The Carrick on Loch Lomond is the first UK project for the Canadian architect : Doug Carrick and he sees it as a huge honour.
“This is tremendously exciting, being able to carry out a project in a country which is known as the home of golf,” says Doug. Who was recommended by Ken Siems the golf course superintendent at Loch Lomond Golf Course – a fellow Canadian. Although Doug had not met him through mutual friends and acquaintances he knew of his work.
“De Vere asked me to come over for an interview and they retained me for the project so I started the plans in 2002,” says Doug. Planning took two years to get through as the site has many sensitive features.
“A year into the process the whole area was designated as a national park, so a new agency was formed to deal with the application,” says Doug. “Needless to say, some of the planning requirements changed during that period of time.
“I prepared a design statement based on my early discussions with Craig Mitchell of De Vere. They wanted something different with more of a Scottish style and theme – rather than North American style. That set the tone for the course. It was vital the design reflected the heritage and character of Scottish golf.”
Traditional revetted bunkers are a main feature. Taking full advantage of the character of the site the course weaves through the various landscapes from lowlands by the Loch up to the highlands with panoramic views.

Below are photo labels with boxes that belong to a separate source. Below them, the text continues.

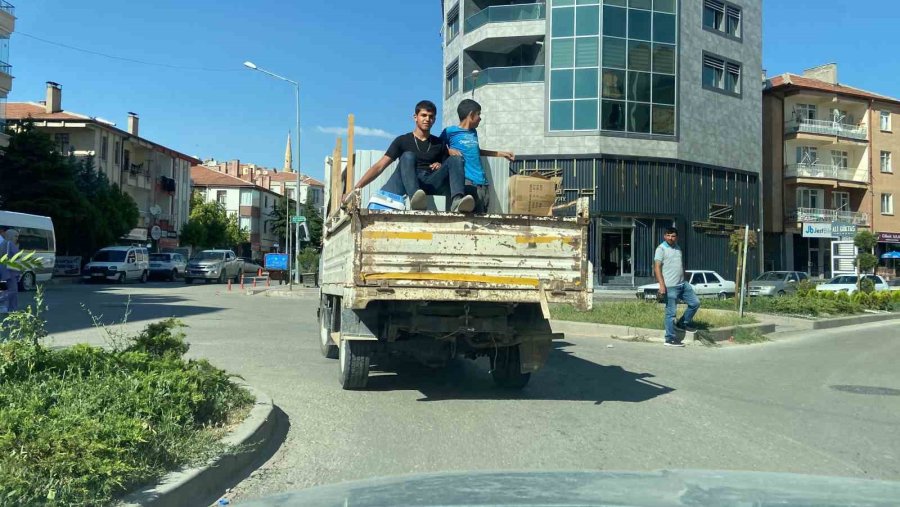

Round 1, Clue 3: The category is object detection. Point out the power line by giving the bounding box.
[13,31,242,72]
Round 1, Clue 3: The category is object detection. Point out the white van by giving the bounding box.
[0,211,56,290]
[81,246,150,283]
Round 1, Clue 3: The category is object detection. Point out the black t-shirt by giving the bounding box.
[385,132,448,169]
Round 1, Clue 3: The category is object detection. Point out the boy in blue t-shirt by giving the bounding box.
[441,99,516,213]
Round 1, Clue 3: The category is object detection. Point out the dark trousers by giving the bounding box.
[381,151,466,208]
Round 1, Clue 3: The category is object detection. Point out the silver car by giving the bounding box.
[150,253,187,281]
[748,271,809,296]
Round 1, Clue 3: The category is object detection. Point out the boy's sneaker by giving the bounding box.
[450,195,475,213]
[409,188,428,211]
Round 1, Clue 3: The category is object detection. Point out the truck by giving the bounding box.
[318,191,593,389]
[184,250,244,285]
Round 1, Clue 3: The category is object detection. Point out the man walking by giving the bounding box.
[653,227,700,347]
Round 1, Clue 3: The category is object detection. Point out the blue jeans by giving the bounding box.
[665,282,700,342]
[381,151,466,208]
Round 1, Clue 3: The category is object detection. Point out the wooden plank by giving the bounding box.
[344,114,356,194]
[328,137,344,216]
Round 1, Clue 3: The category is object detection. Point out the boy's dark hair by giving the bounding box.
[456,99,481,121]
[416,100,437,114]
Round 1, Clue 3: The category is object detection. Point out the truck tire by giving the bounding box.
[338,340,371,389]
[491,345,531,389]
[319,296,339,359]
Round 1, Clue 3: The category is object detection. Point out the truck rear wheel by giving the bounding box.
[319,296,338,359]
[491,345,531,389]
[338,340,371,389]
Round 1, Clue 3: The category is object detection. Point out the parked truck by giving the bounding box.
[318,193,593,389]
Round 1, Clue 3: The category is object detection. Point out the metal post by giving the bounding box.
[738,224,750,317]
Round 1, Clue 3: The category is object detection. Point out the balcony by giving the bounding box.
[784,164,869,183]
[790,208,869,226]
[784,119,868,141]
[465,3,547,32]
[463,65,544,92]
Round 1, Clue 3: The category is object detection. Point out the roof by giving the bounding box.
[766,73,900,104]
[6,102,201,164]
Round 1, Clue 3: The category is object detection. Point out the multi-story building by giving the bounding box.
[191,166,284,259]
[442,0,762,285]
[0,0,16,149]
[763,64,900,276]
[7,82,200,248]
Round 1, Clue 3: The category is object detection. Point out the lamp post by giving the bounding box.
[244,61,300,289]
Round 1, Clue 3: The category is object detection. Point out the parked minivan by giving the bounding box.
[0,211,56,291]
[81,246,150,283]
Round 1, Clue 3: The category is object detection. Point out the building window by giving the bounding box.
[703,0,742,39]
[547,0,678,136]
[53,133,69,155]
[881,194,894,215]
[881,151,894,173]
[446,58,459,98]
[701,53,741,96]
[881,111,891,132]
[446,4,459,44]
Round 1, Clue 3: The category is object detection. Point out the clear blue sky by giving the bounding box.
[9,0,900,181]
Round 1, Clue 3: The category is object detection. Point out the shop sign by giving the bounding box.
[878,232,900,243]
[803,222,832,238]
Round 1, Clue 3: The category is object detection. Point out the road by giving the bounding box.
[19,283,900,501]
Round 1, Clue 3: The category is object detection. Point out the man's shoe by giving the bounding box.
[450,195,475,213]
[409,188,428,211]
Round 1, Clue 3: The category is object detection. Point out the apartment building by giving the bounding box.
[7,82,200,248]
[442,0,762,286]
[191,166,283,259]
[763,64,900,277]
[0,0,16,149]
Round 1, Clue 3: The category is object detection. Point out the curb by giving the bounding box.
[117,384,277,507]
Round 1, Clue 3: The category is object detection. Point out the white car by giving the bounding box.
[636,270,735,299]
[150,252,187,282]
[816,275,891,294]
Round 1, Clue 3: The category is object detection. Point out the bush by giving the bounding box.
[0,319,252,505]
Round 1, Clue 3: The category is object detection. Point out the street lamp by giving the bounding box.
[244,61,300,289]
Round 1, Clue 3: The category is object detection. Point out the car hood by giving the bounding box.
[241,470,900,507]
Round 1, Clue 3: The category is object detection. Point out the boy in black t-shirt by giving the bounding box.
[346,100,475,213]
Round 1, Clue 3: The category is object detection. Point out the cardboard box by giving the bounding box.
[509,174,562,216]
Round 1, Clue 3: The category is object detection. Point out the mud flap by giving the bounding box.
[519,333,563,373]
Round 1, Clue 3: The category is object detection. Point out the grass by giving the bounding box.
[0,301,252,505]
[550,301,757,329]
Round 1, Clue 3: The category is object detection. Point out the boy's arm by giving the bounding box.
[478,150,516,162]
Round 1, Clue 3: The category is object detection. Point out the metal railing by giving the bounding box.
[463,65,544,92]
[791,208,869,225]
[465,2,547,32]
[784,163,869,183]
[785,119,867,141]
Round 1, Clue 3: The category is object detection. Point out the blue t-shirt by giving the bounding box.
[441,125,487,185]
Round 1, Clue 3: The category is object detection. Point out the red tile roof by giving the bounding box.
[768,73,900,104]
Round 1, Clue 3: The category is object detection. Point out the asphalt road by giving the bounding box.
[21,283,900,502]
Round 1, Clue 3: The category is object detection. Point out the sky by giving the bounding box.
[9,0,900,178]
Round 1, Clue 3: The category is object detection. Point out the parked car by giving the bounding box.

“Incorporating the gorse and heather you would typically find in the area was another key,” says Doug. “Some gorse was already on the site and we did further plantings. “While there is no heather on the site there is some on surrounding hillsides so we planted indigenous species on the course.”
Grasses selected for the course are a traditional blend of brown top bent and fine fescues on the fairways. Newer varieties of chewing fescues and slender creeping are also being used, together with a small percentage of velvet grass in the greens and tees. Special features of note are closely mown chipping areas around the green.
Some lagoons on the site had been created by former gravel and sand extraction, so to create the fourth hole a portion had to be filled in to run along the edge. With the golf course covering 180 acres a large proportion, nearly 100 acres, is designated a nature reserve for birds and otters.
“I guess you always take a few design traits with you from project to project but each plan is an opportunity to do something a little bit different,” says Doug. “Revetted bunkers are a different form of construction and the turf is slightly thicker. Doing rectangular tees is very traditional but I have certainly not used the grass species before.”
Doug has designed the Fontana Golf Course in Austria, just south of Vienna, and also a project just outside of Budapest – the Pannon Golf Course in Hungary – both of which were design collaborations with Hans Erhardt. In Canada Doug has created courses in Ontario, Newfoundland, and British Colombia. Scottish scenery, golf and nature have been combined to ensure The Carrick on Loch Lomond really sparkles.
The contractor MJ Abbott will complete the course in September 2005.